Ainda mais essa espada que usamos.
– Tem razão. E sei que desde que não desçam dragões hoje,
poderemos vencer essa luta. Cyran, acha que o cerco termina
hoje?
Ethel não consegue evitar uma careta. Os anos o ensinaram
que um nome famoso traz visibilidade e com isso um grande
alvo pintado nas costas. Muitos cavaleiros famosos são
mortos em batalha por algum mercenário ou soldado em
busca de glória. Ethel já viu batalhas demais e heróis demais
tombarem antes do tempo. Por isso, sempre adotava um
nome novo quando se unia a uma nova campanha.
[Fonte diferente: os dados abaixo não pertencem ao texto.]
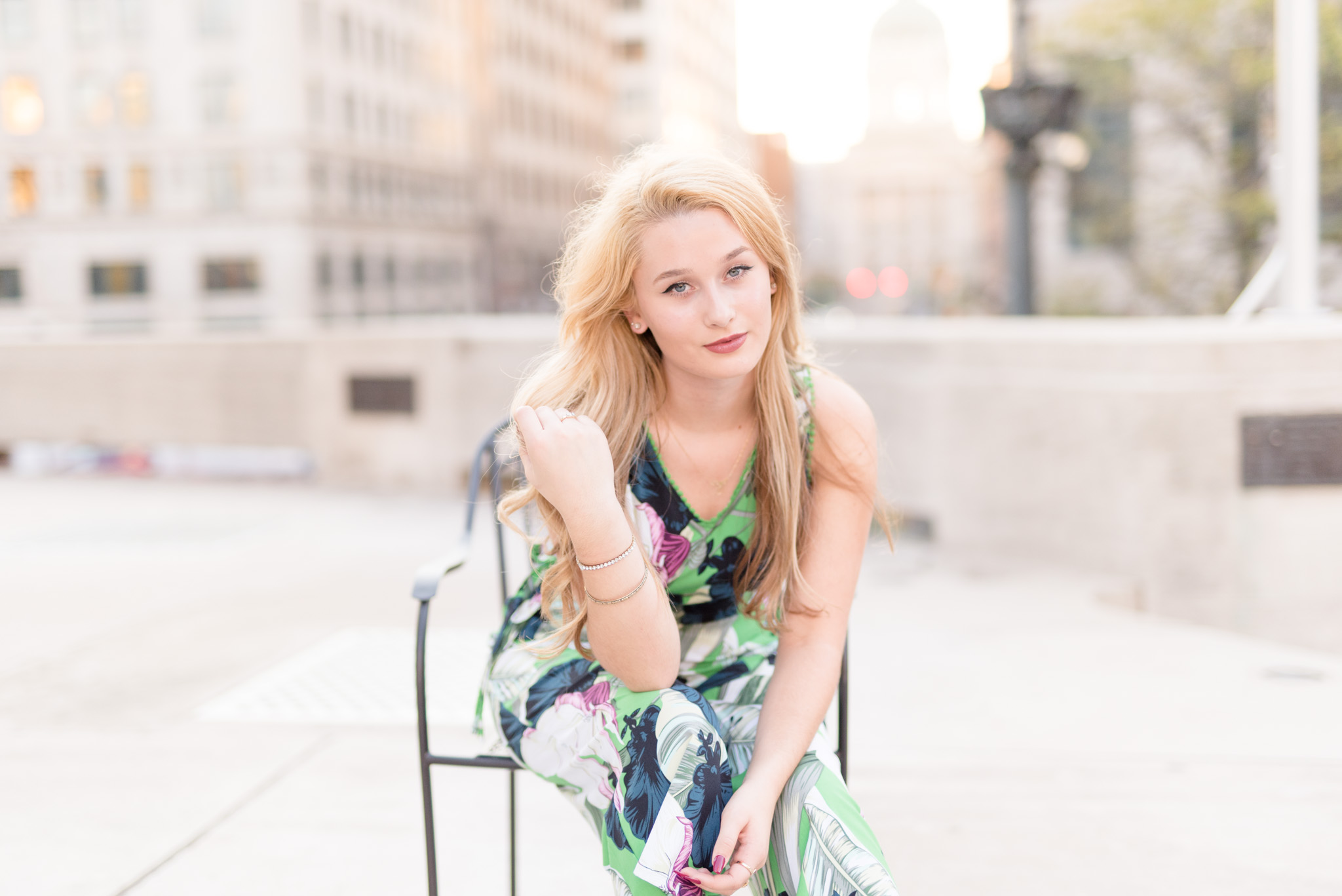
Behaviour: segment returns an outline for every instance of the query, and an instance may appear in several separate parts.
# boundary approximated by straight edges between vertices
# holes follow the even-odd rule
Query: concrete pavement
[[[0,478],[0,893],[423,893],[396,664],[409,574],[459,516]],[[486,567],[435,606],[444,751],[479,747]],[[1342,657],[1114,609],[1107,584],[868,552],[852,779],[900,892],[1342,892]],[[505,893],[503,776],[436,780],[442,892]],[[527,779],[521,805],[521,892],[607,892],[576,813]]]

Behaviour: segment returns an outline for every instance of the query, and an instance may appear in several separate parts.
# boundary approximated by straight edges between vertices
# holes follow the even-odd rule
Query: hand
[[[537,408],[523,404],[514,411],[513,419],[522,437],[522,469],[527,481],[570,528],[577,521],[574,517],[615,497],[611,445],[596,420],[585,414],[561,420],[544,404]]]
[[[749,780],[742,783],[722,810],[718,842],[713,846],[714,866],[718,865],[718,856],[730,857],[731,866],[721,875],[701,868],[686,868],[676,873],[703,891],[723,896],[745,887],[750,875],[769,861],[769,829],[777,802],[777,794],[757,791],[750,787]]]

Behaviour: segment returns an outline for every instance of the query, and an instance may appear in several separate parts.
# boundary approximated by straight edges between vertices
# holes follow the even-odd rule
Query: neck
[[[680,431],[718,433],[754,423],[754,372],[706,379],[663,365],[666,402],[656,415]]]

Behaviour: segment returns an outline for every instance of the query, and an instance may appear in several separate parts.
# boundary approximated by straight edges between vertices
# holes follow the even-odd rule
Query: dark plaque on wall
[[[349,410],[358,414],[413,414],[415,380],[409,376],[352,376]]]
[[[1342,485],[1342,414],[1240,419],[1244,485]]]

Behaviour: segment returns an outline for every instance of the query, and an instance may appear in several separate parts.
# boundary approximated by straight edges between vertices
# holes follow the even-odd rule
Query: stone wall
[[[1342,649],[1342,485],[1240,480],[1241,416],[1342,412],[1342,324],[811,329],[876,414],[886,496],[926,519],[947,556],[1090,570],[1133,609]],[[456,490],[553,334],[545,317],[460,317],[303,339],[11,344],[0,445],[285,445],[329,482]],[[350,412],[360,375],[412,376],[416,412]]]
Já faz isso
há tanto tempo que sequer poderia confirmar se Ethel é
mesmo seu verdadeiro nome.
–Cyran.– Bill já soa bem nervoso aquele instante.– Acha que
a guerra termina hoje?
Ethel não parara muito para pensar nisso. O cerco à cidade
de Tártalo, o maior símbolo de poder do Sul, já dura dois
meses e os boatos de que uma praga tinha se abatido sobre
o povo dentro das muralhas incitou o comandante Nohman a
aumentar a intensidade dos ataques nos últimos dias.
Ainda há o Oeste, mas eles estão em uma intensa guerra
interna. Logo, se conseguirem derrubar Tártalo, o Leste
poderia se concentrar em um ataque ao Oeste.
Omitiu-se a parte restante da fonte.